Taoiseach Offers Assurances on Amending ‘Instrument’ to Withdrawal Agreement
12 March 2019
Taoiseach Leo Varadkar released a statement on 12 March at Government Buildings concerning the ‘Instrument’ on the Withdrawal Agreement which was last night agreed by Prime Minister Theresa May and European Commission President Jean-Claude Juncker. This document aims to provide an additional layer of interpretation, clarification and elaboration to the UK ahead of a further vote in Westminster this evening.
The Taoiseach outlined how the ‘Instrument’ was “complementary” to the Withdrawal Agreement and that the latter “could not be rewritten”. With that, Mr Varadkar stated that the backstop agreement, whilst intended to be only temporary, must continue to apply unless and until it is replaced by future arrangements that can achieve the same objective, “namely, no hard border.”

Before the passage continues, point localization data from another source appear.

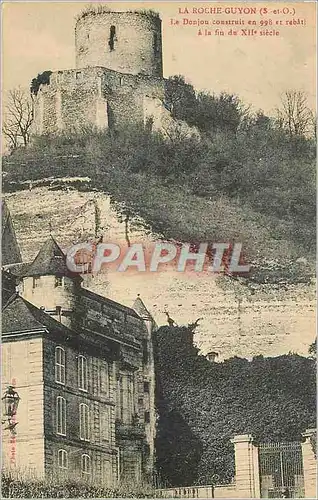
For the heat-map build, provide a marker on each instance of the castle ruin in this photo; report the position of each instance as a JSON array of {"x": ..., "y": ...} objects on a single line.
[{"x": 118, "y": 79}]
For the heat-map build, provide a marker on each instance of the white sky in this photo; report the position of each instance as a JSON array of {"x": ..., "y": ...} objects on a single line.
[{"x": 40, "y": 35}]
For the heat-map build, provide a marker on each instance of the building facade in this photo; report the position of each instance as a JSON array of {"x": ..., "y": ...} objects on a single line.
[{"x": 82, "y": 366}]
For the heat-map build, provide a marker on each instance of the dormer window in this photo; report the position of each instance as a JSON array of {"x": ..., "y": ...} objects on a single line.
[
  {"x": 59, "y": 281},
  {"x": 36, "y": 282}
]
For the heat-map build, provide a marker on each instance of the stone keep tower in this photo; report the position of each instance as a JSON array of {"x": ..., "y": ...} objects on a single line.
[
  {"x": 118, "y": 79},
  {"x": 127, "y": 42}
]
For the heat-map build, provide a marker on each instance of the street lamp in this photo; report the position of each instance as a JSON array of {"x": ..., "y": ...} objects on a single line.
[{"x": 10, "y": 402}]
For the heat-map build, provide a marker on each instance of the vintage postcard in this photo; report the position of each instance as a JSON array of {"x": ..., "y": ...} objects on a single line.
[{"x": 158, "y": 249}]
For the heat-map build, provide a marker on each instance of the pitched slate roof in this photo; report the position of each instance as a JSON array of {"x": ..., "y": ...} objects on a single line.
[
  {"x": 49, "y": 261},
  {"x": 104, "y": 300},
  {"x": 19, "y": 315}
]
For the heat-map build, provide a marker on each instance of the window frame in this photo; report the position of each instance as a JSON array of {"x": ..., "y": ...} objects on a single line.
[
  {"x": 84, "y": 418},
  {"x": 36, "y": 282},
  {"x": 60, "y": 416},
  {"x": 63, "y": 463},
  {"x": 60, "y": 366},
  {"x": 59, "y": 281},
  {"x": 82, "y": 373},
  {"x": 105, "y": 424},
  {"x": 86, "y": 461}
]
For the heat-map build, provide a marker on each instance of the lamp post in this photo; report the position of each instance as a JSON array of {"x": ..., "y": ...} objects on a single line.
[{"x": 10, "y": 403}]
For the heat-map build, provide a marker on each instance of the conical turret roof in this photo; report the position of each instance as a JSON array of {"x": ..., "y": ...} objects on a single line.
[
  {"x": 141, "y": 310},
  {"x": 49, "y": 261}
]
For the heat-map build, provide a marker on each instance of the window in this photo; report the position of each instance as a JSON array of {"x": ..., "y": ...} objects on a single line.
[
  {"x": 84, "y": 422},
  {"x": 82, "y": 373},
  {"x": 155, "y": 42},
  {"x": 58, "y": 281},
  {"x": 36, "y": 282},
  {"x": 145, "y": 352},
  {"x": 105, "y": 423},
  {"x": 112, "y": 37},
  {"x": 130, "y": 397},
  {"x": 60, "y": 365},
  {"x": 61, "y": 416},
  {"x": 86, "y": 464},
  {"x": 103, "y": 378},
  {"x": 146, "y": 386},
  {"x": 62, "y": 459},
  {"x": 120, "y": 396},
  {"x": 107, "y": 472}
]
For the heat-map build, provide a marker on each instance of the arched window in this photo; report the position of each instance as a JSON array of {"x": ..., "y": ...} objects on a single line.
[
  {"x": 82, "y": 373},
  {"x": 86, "y": 464},
  {"x": 59, "y": 365},
  {"x": 84, "y": 422},
  {"x": 62, "y": 459},
  {"x": 61, "y": 416}
]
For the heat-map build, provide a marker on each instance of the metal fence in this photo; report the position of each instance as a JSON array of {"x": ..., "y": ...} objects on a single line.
[{"x": 281, "y": 470}]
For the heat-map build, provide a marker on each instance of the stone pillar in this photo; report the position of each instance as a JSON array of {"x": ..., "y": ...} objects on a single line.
[
  {"x": 246, "y": 467},
  {"x": 309, "y": 464}
]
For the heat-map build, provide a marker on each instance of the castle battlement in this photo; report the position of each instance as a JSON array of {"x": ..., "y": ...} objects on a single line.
[{"x": 117, "y": 80}]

The Taoiseach emphasised that the ‘Instrument’ “does not reopen the Withdrawal Agreement, or undermine the backstop or its application.” Rather, the ‘Instrument’ provides that “we will work together, in good faith, in pursuit of a future relationship that ensures that the objectives of the Protocol, particularly the need to avoid a hard border, are met.” Although the ‘Instrument’ does commit the EU to exploring alternatives to the backstop should a future relationship between the two not be concluded in a satisfactory and timely manner, it did not call into question that the backstop will apply unless and until such arrangements are agreed.

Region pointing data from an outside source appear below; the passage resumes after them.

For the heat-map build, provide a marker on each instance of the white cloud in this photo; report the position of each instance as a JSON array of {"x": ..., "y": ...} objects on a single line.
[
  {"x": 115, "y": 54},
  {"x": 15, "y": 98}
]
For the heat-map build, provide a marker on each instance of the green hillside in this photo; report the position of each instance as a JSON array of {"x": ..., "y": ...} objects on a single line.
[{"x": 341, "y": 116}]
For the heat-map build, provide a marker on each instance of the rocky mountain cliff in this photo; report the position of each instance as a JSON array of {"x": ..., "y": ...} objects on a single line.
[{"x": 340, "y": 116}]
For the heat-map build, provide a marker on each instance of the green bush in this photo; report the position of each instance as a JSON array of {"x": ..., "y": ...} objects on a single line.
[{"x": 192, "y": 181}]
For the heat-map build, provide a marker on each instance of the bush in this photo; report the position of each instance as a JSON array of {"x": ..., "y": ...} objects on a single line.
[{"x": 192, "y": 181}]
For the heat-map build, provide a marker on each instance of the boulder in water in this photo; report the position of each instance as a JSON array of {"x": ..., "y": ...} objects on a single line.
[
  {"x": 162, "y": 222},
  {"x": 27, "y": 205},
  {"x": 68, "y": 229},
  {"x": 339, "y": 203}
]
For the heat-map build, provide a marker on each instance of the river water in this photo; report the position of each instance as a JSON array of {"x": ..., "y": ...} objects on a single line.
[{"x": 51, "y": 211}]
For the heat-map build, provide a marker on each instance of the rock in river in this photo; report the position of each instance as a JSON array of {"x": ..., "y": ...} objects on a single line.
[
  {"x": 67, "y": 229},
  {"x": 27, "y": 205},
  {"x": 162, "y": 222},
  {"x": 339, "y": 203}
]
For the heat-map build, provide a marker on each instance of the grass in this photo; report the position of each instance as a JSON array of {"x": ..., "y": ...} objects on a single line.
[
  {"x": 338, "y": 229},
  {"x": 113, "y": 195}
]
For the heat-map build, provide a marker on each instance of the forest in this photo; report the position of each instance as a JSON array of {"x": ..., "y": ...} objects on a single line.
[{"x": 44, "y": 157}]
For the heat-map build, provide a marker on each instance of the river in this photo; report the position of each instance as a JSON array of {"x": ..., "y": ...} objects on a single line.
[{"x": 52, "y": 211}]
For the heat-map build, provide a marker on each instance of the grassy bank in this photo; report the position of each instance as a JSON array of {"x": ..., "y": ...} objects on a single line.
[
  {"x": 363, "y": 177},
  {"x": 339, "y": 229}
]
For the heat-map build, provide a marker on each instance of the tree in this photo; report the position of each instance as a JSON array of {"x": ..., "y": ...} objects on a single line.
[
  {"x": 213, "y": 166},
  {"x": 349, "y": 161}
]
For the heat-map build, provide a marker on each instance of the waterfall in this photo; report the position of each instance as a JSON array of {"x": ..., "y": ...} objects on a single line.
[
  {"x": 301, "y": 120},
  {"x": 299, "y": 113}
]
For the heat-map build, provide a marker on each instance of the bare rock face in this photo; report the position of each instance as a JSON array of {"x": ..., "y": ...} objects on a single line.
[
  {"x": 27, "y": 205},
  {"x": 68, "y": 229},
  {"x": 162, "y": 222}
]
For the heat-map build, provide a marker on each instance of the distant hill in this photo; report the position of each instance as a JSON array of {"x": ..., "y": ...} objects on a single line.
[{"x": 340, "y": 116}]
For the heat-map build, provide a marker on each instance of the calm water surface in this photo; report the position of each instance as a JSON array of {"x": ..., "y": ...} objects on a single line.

Furthermore, Mr Varadkar commented that the dispute resolution mechanisms in the Withdrawal Agreement are further recalled in the ‘Instrument.’ Such mechanisms include, in the event of bad faith on the part of any party to the Agreement, the possibility of seeking a ruling from a panel of arbitrators.
Finally, in relation to the fears of certain ‘Brexiteers’ and political parties alike that the Withdrawal Agreement sought to “trap the UK indefinitely in the backstop,” Mr Varadkar suggested that not only is that not the case, but that “those doubts and fears can now be put to bed.” The fact that the Withdrawal Agreement currently provides for a transitional period running to the end of 2020 during which period nothing will change, “is really important for exporters, businesses, employers, farmers and our fishermen” according to the Taoiseach.
Despite the “dark cloud over us” which Brexit has been for many months, Mr Varadkar was optimistic that “A positive vote tonight can remove that cloud and restore confidence and optimism in Britain, Ireland and across the European Union.” Regardless of the vote however, he reminded the Irish public that; “no matter what happens,” Irish citizens in Northern Ireland will continue to be citizens of the European Union, and there will be a continuation of the Common Travel Area with free movement of people North and South and between Britain and Ireland.